Miguel Ocaña, nacido en 1985, apela al compromiso social y personal, y recuerda que el mundo ofrece hoy en día «muchas cosas buenas por las que luchar»

El vallisoletano Miguel Ocaña González (nacido en 1985) ha sido ordenado este sábado sacerdote en una ceremonia celebrada en la basílica de San Eugenio, en Roma, con la participación del secretario de Estado del Vaticano, Pietro Parolin, quien intervino en el acto invitado por el prelado del Opus Dei, monseñor Fernando Ocáriz.

Miguel Ocaña, antiguo estudiante del colegio Peñalba, es uno de los 29 diáconos (de diferentes países de Europa, América y África) que fueron ordenados sacerdotes, después de varios años de formación en Roma.
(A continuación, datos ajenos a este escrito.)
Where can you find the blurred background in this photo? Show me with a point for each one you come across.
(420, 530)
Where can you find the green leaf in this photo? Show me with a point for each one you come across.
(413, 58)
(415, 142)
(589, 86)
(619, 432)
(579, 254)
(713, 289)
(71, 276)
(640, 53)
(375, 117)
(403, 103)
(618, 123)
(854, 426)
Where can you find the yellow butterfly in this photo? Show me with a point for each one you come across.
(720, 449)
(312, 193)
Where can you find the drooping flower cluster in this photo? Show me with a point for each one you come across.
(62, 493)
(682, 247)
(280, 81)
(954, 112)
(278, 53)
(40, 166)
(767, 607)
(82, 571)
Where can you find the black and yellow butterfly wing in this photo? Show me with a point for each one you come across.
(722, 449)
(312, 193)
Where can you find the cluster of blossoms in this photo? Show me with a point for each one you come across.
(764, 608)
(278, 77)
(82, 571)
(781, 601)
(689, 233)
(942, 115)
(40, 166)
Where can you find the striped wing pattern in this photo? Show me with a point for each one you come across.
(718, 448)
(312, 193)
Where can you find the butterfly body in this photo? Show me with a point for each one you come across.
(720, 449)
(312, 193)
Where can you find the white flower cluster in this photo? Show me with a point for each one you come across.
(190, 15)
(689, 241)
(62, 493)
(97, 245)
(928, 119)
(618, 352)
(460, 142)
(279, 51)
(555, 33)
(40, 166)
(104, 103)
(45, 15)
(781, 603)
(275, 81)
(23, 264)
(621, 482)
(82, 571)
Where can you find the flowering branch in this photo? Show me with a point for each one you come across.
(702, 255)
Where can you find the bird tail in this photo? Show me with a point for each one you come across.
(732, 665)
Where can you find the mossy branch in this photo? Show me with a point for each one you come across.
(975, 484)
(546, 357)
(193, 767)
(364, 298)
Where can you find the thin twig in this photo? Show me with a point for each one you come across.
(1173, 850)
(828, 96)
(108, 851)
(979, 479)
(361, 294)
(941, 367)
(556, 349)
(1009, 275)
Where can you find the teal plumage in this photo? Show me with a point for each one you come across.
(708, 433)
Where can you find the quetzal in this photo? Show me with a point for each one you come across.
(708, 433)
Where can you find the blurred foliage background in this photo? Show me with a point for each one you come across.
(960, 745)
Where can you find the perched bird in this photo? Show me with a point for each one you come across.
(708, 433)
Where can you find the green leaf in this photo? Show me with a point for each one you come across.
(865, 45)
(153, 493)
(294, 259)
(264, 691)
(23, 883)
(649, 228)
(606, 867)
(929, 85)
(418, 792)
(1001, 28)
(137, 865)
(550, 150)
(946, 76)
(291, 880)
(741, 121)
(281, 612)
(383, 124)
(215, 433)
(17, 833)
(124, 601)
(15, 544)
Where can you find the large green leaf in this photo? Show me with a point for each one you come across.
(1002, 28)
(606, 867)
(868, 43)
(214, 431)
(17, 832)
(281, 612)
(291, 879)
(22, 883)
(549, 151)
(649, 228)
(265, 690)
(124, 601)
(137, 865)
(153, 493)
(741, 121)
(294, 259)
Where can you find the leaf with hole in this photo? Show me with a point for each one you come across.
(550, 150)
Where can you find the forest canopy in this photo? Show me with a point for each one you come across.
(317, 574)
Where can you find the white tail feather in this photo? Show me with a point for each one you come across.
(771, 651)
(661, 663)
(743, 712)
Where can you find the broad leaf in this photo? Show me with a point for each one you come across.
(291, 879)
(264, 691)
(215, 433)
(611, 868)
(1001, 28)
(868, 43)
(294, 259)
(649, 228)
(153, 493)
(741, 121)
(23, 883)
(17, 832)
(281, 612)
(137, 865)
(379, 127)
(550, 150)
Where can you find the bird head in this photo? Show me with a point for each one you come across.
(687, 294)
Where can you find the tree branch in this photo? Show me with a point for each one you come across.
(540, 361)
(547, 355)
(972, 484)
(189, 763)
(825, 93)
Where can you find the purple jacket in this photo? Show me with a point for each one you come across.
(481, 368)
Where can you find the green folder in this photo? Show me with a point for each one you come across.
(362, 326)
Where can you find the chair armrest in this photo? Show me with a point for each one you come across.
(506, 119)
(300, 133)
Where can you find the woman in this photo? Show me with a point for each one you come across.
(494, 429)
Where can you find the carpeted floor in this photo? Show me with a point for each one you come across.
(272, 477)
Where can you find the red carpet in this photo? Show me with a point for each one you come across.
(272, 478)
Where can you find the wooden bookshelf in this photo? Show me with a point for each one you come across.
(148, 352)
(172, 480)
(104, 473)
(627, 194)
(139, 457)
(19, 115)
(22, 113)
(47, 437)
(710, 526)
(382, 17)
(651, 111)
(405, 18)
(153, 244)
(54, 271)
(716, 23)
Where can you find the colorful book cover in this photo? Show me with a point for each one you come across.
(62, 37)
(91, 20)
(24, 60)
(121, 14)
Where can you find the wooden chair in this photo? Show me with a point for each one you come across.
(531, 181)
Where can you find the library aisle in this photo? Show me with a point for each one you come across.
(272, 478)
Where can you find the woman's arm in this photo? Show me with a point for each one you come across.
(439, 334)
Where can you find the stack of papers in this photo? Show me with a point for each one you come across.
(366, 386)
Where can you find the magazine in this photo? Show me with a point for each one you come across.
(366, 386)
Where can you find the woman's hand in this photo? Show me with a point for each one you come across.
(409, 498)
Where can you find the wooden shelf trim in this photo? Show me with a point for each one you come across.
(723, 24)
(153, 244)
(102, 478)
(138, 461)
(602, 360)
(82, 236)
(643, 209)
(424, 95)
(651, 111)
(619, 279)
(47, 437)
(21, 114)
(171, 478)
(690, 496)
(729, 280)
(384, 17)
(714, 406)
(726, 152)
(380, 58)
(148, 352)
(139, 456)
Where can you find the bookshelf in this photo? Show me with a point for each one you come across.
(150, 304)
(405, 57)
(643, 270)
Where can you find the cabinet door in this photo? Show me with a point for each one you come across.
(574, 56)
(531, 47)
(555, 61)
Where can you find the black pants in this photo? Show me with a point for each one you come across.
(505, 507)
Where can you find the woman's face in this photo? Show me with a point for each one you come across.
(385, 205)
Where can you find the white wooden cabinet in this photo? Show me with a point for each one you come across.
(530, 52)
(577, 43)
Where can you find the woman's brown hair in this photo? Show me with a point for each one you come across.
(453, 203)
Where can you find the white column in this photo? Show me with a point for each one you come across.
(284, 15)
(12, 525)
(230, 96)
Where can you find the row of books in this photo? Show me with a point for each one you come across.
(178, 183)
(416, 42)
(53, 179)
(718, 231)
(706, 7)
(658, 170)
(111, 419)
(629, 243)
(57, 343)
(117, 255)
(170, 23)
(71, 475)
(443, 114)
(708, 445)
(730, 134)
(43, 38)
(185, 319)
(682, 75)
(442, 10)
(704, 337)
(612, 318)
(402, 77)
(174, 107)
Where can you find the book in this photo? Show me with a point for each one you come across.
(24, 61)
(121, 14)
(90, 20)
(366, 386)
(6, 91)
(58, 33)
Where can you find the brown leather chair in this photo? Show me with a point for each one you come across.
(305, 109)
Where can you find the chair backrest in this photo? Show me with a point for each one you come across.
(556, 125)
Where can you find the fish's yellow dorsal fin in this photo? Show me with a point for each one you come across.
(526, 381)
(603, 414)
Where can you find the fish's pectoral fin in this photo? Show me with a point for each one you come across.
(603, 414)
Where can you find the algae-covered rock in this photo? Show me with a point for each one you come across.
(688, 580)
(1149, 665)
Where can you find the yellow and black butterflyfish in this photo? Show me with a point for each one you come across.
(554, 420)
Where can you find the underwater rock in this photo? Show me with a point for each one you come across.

Por motivos de la covid-19, en la ceremonia hubo restricción de aforo y solo han podido asistir los familiares más cercanos.

«Aprendí a vivir la fe cristiana sobre todo en mi familia. Pero también desde joven participé en actividades formativas del Opus Dei, lo que me ayudó a profundizar en la fe y a desear vivir conforme a las enseñanzas del Evangelio», asegura Miguel Ocaña, quien recuerda («en la línea que nos marcó San Juan Pablo II en el año 2000») que los sacerdotes deben «ser maestros de oración y expertos en humanidad, que en el fondo significa saber hacer ver a todas las personas que Dios les acompaña en todos los líos, buenos y malos, de su vida diaria. En ese sentido, me gustaría ser un sacerdote que supiese llevar esperanza a la vida de las personas. Pero no una esperanza ingenua, sino la esperanza de saber que Dios nos espera en cada momento de nuestra vida y definitivamente al final de nuestro recorrido por la tierra», aseguró antes de su ordenación.

Ante los retos, no solo personales, sino también de la Iglesia para el futuro, entiende que «son siempre los mismos en todas las épocas y en todos los lugares, es decir, llevar Dios a la vida de los hombres. Y esto se concreta en no cansarse de enseñar el contenido del Evangelio y procurar ponerlo en práctica, empezando por nosotros mismos».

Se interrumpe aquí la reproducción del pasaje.